Most people have what they consider an “ideal sleep temperature.” Whether you are the type to kick off covers and eschew socks or the kind who cannot get warm and cozy enough, you probably have a preferred degree of warmth that you need for sound slumber.
Although we all have a different favorite temperature for bedtime, there are a few commonalities when it comes to temperature and sleep. For example, most people feel a little colder when they are beginning to get tired and sleepy. Why is this? The answer lies within our circadian rhythm; one of the oldest salient features of life.
How Your Environment Affects Sleep
Until recently, most humans assumed that we are in control of when we sleep. You begin to feel tired, you lie down and the sleep simply comes. Now, however, we know that the process of falling asleep is much more complicated.
Your environment determines the quality of your sleep, as well as whether you fall asleep in the first place, to a staggering extent. For one thing, light levels play a huge role. When your retinas sense light, they send signals to the hypothalamus of your brain. This results in making less of the hormones that help you to sleep (like melatonin) and more of the ones that keep you awake.
Although light is the best known and most studied influence on sleep, there are other factors as well. When you eat appears to play a role in regulating your circadian rhythm and sleep-wake cycle. Surprisingly, the temperature around you also appears to play a role.
As mankind evolved, our bodies evolved to fall asleep when night fell. This meant sensing all of the changes around us in the evening and responding with an increase in the biochemicals that help us to enjoy quality slumber. In most cases, nightfall comes not just with a decrease in light, but a decrease in temperature as well.
Links Between Temperature and Sleep
We are taught that the ideal human body temperature is 98.6 Fahrenheit. However, this is merely an average. Most people are a degree or two warmer or cooler than this. In addition, all of us have we all experience body temperature variations throughout our day.
Just before we wake up, our bodies turn on the thermostat.
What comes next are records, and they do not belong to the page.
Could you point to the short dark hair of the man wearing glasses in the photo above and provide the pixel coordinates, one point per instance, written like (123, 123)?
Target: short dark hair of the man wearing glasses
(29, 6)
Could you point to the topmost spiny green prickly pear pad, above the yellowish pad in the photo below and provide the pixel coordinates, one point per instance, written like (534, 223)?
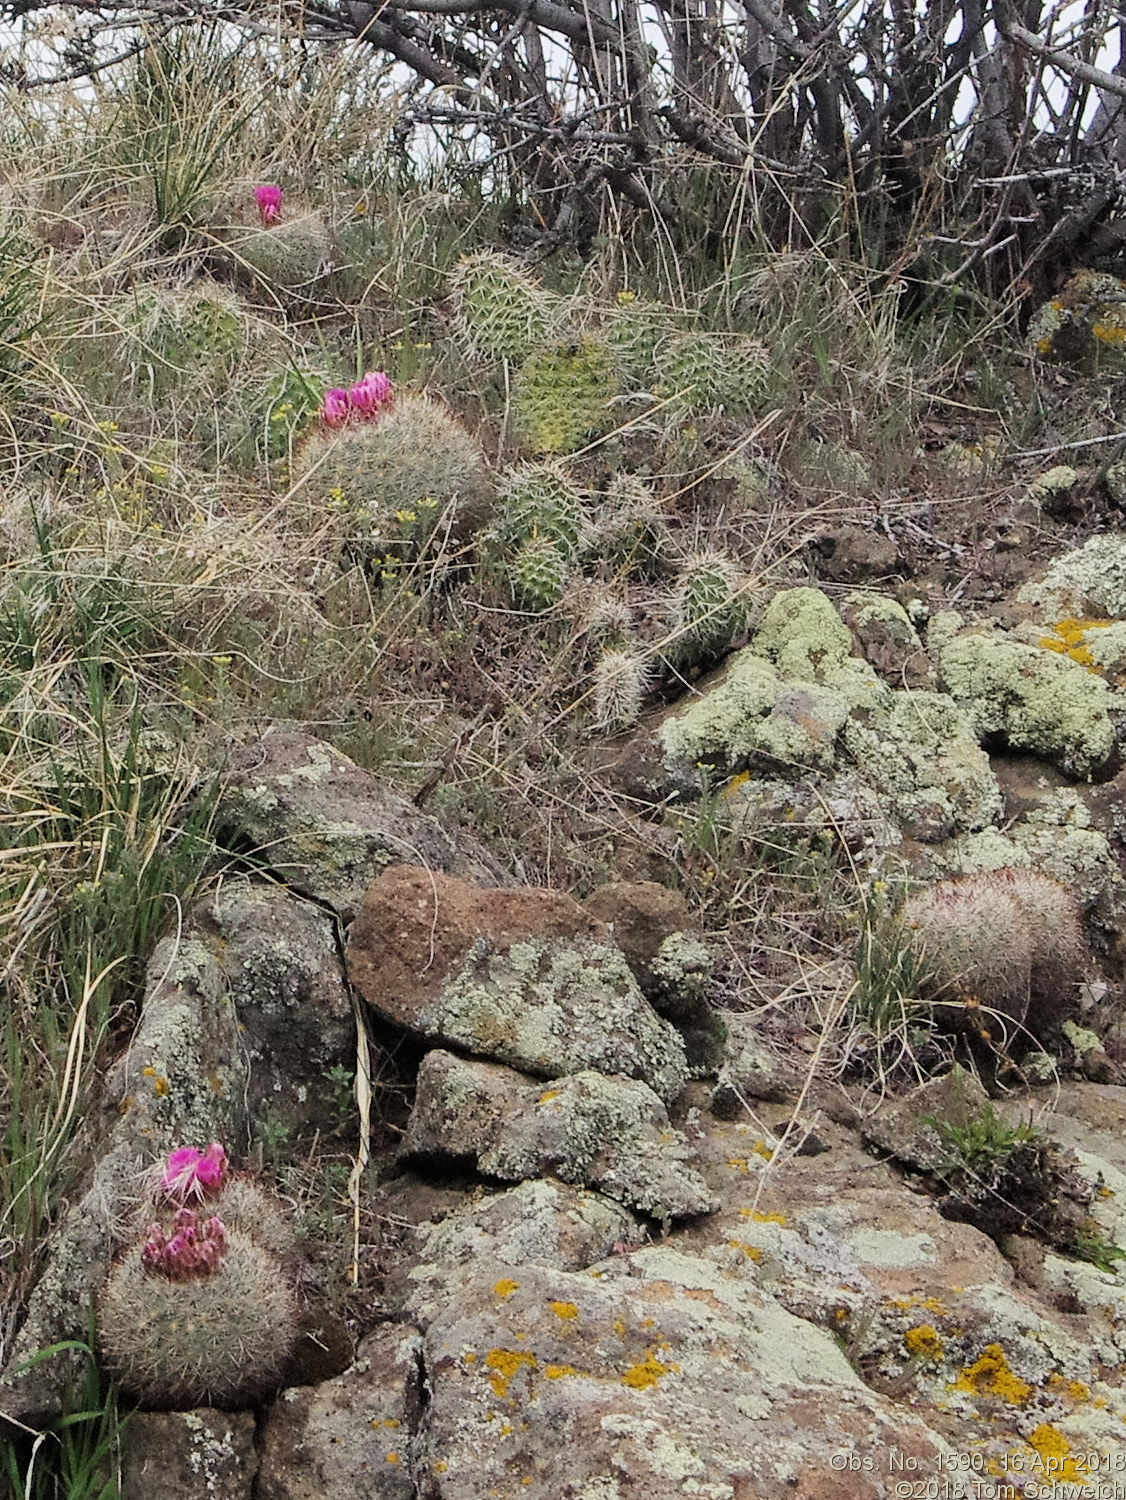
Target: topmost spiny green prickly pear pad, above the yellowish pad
(502, 313)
Our average body temperature begins to rise, reaching a few degrees higher than normal by early afternoon. From here, we slowly cool down as we approach bedtime, then continue to cool down as we sleep. Just before dawn, we begin the gradual warming process once again in preparation for another busy day.
There are several ways our internal clocks control temperature. When we are in REM sleep, our bodies stop heating effectively, leaving us to absorb the temperature around us. This cooler temperature is not a reason to bundle up; several studies have found that we actually sleep better when we are cold. In addition, heating up your body appears to signal to your internal clocks that it is time to awake and be active.
However, these changes in temperature are slight — representing just one to three degrees over several hours. If you find that you often feel cold when you are tired, there is a good chance you are waiting too long to go to sleep. Even if you are keeping super-human hours, your body temperature continues to drop as late night approaches.
What is the Best Temperature for Sleep?
It’s clear that our bodies think cool temperatures mean sleepy time. However, most of us have a bed full of blankets and other items intended to keep us warm. What exactly is the right temperature for slumber?
According to experts, the best room temperature for a bedroom is between 60 and 67 degrees. This allows you to curl up with warm pajamas and a blanket while maintaining the slightly lower body temperature needed for optimal sleep. If you feel too chilly at this temperature, considering adding another blanket that you can shed when needed.
Sleeping at a warmer temperature may feel cozier, but it actually can keep you from getting the rest you need. Studies have linked insomnia to a higher body temperature, particularly to maintaining a higher temperature at night rather than cooling by several degrees. Your evening cool-down is essential to going through the sleep cycles needed to get restful slumber and maintain a balanced circadian rhythm.
Adjusting Your Life to Get the Sleep You Need
If you are having trouble falling asleep, changing your environment may be the answer. It is important to sleep in a cool, dark room. This may require a little forethought, but it will be most effective. In general, the more cave-like the room, the better you will sleep. A dark and cool place is ideal for falling asleep and for getting the most restful sleep possible. Although it can be difficult to rearrange your life, the payoffs — quality sleep and better health — are well worth it.